Conversion Of Federal Savings And Loan Association To State Charter
Please refer to the Department's Application Fee Schedule to determine the proper fee for the application being filed.
Procedure SL 112
(Statutory authority: Banking Law, § 410)
112.2 Documents Required.
112.3 Additional Documents.
History: Procedure filed Aug. 21, 1969 eff. Aug. 20, 1969; amds. filed: June 17, 1976; Nov. 29, 1977 eff.
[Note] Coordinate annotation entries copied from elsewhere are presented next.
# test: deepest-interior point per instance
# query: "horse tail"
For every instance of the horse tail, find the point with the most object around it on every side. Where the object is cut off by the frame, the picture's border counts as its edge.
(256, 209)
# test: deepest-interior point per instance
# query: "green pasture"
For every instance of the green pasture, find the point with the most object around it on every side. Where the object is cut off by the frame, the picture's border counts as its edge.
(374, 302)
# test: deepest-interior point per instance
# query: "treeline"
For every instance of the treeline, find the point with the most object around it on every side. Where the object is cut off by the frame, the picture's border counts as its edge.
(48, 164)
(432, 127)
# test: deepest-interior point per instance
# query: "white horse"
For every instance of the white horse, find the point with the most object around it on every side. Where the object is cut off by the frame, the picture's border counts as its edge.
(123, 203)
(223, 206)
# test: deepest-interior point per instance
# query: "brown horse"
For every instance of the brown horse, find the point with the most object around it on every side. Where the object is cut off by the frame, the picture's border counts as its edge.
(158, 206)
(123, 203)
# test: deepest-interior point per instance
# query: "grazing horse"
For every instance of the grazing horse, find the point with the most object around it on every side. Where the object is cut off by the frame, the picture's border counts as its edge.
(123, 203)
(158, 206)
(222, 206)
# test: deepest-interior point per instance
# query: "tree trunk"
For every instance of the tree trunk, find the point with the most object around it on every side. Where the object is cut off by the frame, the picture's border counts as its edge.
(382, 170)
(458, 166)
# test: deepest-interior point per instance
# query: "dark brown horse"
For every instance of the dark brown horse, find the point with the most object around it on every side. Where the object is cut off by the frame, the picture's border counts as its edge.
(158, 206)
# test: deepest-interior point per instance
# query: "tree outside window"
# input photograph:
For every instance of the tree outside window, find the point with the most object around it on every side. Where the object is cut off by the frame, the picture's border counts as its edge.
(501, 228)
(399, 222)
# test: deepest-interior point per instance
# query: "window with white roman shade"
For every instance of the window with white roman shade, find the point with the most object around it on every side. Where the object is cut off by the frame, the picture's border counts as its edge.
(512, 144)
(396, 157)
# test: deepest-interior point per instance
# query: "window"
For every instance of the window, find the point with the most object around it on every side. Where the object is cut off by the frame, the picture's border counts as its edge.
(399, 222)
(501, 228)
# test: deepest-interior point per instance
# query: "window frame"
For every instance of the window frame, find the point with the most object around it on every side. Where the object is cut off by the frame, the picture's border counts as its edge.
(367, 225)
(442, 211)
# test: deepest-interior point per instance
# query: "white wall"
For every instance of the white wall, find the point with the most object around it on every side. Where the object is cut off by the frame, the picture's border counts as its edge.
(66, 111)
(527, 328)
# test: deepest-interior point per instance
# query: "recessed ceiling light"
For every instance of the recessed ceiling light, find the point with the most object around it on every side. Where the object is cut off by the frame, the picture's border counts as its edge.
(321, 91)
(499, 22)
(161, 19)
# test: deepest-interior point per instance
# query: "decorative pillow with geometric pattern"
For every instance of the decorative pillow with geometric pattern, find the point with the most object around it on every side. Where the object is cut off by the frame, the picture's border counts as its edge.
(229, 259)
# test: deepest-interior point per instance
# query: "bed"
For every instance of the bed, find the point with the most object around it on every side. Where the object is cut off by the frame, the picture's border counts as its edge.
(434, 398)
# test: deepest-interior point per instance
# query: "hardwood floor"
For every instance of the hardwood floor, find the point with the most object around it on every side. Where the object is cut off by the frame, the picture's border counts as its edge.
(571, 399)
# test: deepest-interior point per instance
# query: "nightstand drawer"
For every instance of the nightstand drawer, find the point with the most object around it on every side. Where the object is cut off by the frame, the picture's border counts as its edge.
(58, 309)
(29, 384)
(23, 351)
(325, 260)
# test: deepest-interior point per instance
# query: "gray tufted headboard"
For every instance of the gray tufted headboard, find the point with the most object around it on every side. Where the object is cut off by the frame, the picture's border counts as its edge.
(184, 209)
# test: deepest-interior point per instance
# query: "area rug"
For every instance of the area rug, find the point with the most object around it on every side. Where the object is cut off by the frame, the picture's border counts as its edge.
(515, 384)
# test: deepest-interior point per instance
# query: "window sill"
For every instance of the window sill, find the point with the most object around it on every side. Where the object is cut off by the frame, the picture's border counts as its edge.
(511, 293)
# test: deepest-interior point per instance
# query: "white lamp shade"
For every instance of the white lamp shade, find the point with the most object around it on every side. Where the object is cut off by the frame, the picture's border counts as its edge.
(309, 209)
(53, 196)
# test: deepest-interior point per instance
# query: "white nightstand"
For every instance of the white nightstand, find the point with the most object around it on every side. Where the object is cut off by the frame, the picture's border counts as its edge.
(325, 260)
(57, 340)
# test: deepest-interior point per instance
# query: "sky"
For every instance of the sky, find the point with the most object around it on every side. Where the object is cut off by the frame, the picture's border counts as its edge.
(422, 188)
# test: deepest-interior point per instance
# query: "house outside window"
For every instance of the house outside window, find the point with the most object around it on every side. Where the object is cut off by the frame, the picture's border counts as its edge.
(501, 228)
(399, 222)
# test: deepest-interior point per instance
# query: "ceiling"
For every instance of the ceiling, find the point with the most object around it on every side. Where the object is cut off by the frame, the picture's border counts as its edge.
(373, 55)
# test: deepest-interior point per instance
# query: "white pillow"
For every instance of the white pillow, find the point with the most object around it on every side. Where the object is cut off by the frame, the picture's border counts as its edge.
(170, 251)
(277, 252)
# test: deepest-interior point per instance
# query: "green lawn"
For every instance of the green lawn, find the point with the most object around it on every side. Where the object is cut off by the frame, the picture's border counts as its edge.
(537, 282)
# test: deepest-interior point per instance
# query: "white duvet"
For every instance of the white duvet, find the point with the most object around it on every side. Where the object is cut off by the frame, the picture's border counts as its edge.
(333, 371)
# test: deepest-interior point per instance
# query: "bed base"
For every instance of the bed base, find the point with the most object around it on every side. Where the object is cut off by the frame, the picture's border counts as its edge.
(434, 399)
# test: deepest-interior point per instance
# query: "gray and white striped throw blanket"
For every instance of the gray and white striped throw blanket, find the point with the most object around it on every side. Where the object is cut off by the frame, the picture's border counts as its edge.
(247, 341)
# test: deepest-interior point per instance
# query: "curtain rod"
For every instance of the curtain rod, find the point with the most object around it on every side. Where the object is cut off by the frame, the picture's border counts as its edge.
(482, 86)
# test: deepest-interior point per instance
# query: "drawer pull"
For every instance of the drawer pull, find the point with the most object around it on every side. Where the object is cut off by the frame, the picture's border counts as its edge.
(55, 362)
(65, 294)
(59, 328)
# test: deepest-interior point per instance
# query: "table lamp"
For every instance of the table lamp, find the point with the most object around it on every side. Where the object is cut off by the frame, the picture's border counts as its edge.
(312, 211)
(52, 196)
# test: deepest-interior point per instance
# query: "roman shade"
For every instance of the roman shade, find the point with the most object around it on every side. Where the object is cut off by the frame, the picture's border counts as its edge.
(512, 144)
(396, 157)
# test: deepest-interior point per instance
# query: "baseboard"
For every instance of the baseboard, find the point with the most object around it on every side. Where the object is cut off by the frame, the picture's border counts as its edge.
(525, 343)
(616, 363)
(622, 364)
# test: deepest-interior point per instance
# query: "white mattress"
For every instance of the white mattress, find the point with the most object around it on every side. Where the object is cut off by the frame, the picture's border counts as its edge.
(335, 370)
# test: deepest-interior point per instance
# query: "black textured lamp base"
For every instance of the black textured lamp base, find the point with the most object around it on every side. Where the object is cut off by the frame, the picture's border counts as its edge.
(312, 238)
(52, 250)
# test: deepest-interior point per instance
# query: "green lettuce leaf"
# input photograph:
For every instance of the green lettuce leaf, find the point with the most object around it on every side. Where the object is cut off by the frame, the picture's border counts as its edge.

Nov. 29, 1977. Amended 112.1(b).
SL 112 - § 112.1 -- General Information.
(a) The instructions set forth in this Supervisory Procedure shall apply to the conversion of a Federal savings and loan association having its place of business in this State into a State savings and loan association pursuant to Banking Law, § 410.
(b) Six copies of a letter of application and each document referred to in section 112.2 of this Supervisory Procedure, including two executed copies of the documents referred to in section 112.2(a), (b) and (c) of this Supervisory Procedure, shall be filed with the Superintendent of Financial Services One State Street, New York, N.Y. 10004. The letter of application shall set forth the name and address of the officer to whom all communications from the Department should be addressed and the date or proposed date of filing of any required applications or other documents with any Federal agency and shall be accompanied by a check payable to the order of "Superintendent of Financial Services of the State of New York". Inquiries concerning the preparation of the application should be addressed to the Superintendent.
(c) Before submission of the application, the plan of conversion shall be approved at a meeting held upon not less than 10 days' written notice to each shareholder by the vote, in person or by proxy, of the holders of at least 66-2/3 percent in amount of the book value of all outstanding shares of the association, or at least 75 percent in amount of the book value of the outstanding shares of the association represented at the meeting. Notice of the shareholders' meeting, together with any proxy material, shall be served personally upon or mailed to each shareholder of the association at his last known address and shall contain a statement of the time, place and purpose of the meeting.
(d) Within 60 days after the date the application is filed, the association shall take the action prescribed or authorized by Federal law to effect such conversion.
(e) Approval by the Superintendent will be conditioned in all cases upon the continued insurance by the Federal Savings and Loan Insurance Corporation of all deposit accounts to the extent permitted by Federal law.
(f) Following submission of the application, the Superintendent will ordinarily require a full examination of the Federal savings and loan association by State bank examiners before he acts on the application.
(g) The Superintendent reserves the right to require additional information in connection with the application. The applicants may, of course, submit any information in addition to that required by this Supervisory Procedure which they deem pertinent to the application.
SL 112 - § 112.2 -- Documents Required.
The following documents shall be filed as part of the application:
(a) Plan of conversion, signed by the president of the association and attested by its secretary, setting forth the terms and conditions of the conversion and the manner in which it is to be accomplished, including the names of the principal executive and administrative officers and directors.
(b) Organization certificate, as required by Banking Law, section 375, executed by a majority of the directors of the association.
(c) Minutes of the meeting of shareholders of the association at which the plan of conversion was approved, including the notice to shareholders, proxy material and plan of conversion in the form submitted to shareholders, certified by the presiding officer and by the secretary of the meeting and otherwise in accordance with Banking Law, section 410. The presiding officer and the secretary of the meeting shall certify that (1) the notice of the meeting and proxy material were served personally or mailed to each shareholder at his last known address at least 10 days prior to the shareholders' meeting and (2) the plan of conversion in the form attached was the plan submitted to the shareholders at such meeting, and was approved by the vote, in person or by proxy, of the holders of at least 66-2/3 percent in amount of book value of all outstanding shares of the association, or at least 75 percent in amount of the book value of the outstanding shares of the association represented at the meeting. Such certificate shall also indicate the actual vote of the shareholders for and against the plan of conversion.
(d) Proposed by-laws of the State association as required by Banking Law, § 376.
SL 112 - § 112.3 -- Additional Documents.
The following additional documents shall be submitted to the Superintendent as they become available to the association:
(a) Copies of all notices, consents and authorizations required by Federal law and regulations in connection with the conversion.
(b) Opinion of counsel for the association as to compliance with all requirements of Federal and State law in connection with the conversion.